# Assignment 1: Web Scraping

Data scientists often need to crawl data from websites and turn the crawled data (HTML pages) to structured data (tables). Thus, web scraping is an essential skill that every data scientist should master. In this assignment, you will learn the followings:


* How to download HTML pages from a website?
* How to extract relevant content from an HTML page? 

Furthermore, you will gain a deeper understanding of the data science lifecycle.

**Requirements:**

1. Please use [pandas.DataFrame](http://pandas.pydata.org/pandas-docs/stable/generated/pandas.DataFrame.html) rather than spark.DataFrame to manipulate data.

2. Please use [BeautifulSoup](https://www.crummy.com/software/BeautifulSoup/) rather than [lxml](http://lxml.de/) to parse an HTML page and extract data from the page.

3. Please follow the python code style (https://www.python.org/dev/peps/pep-0008/).

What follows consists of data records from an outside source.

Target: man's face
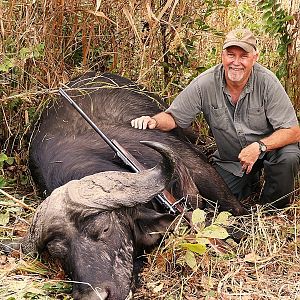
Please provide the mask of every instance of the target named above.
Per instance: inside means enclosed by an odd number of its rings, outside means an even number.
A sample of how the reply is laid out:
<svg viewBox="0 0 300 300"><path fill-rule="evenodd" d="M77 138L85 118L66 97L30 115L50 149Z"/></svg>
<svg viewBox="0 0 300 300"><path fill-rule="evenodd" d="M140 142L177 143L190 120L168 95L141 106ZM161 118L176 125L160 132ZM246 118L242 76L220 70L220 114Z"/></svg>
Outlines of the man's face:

If TA finds your code hard to read, you will lose points. This requirement will stay for the whole semester.

## Objective

## Preliminary

If this is your first time to write a web scraper, you need to learn some basic knowledge of this topic. I found that this is a good resource: [Tutorial: Web Scraping and BeautifulSoup](https://realpython.com/beautiful-soup-web-scraper-python/). 

Please let me know if you find a better resource. I'll share it with the other students.

## Overview

Imagine you are a data scientist working at HKUST(GZ). Your job is to extract insights from HKUST(GZ) data to answer questions. 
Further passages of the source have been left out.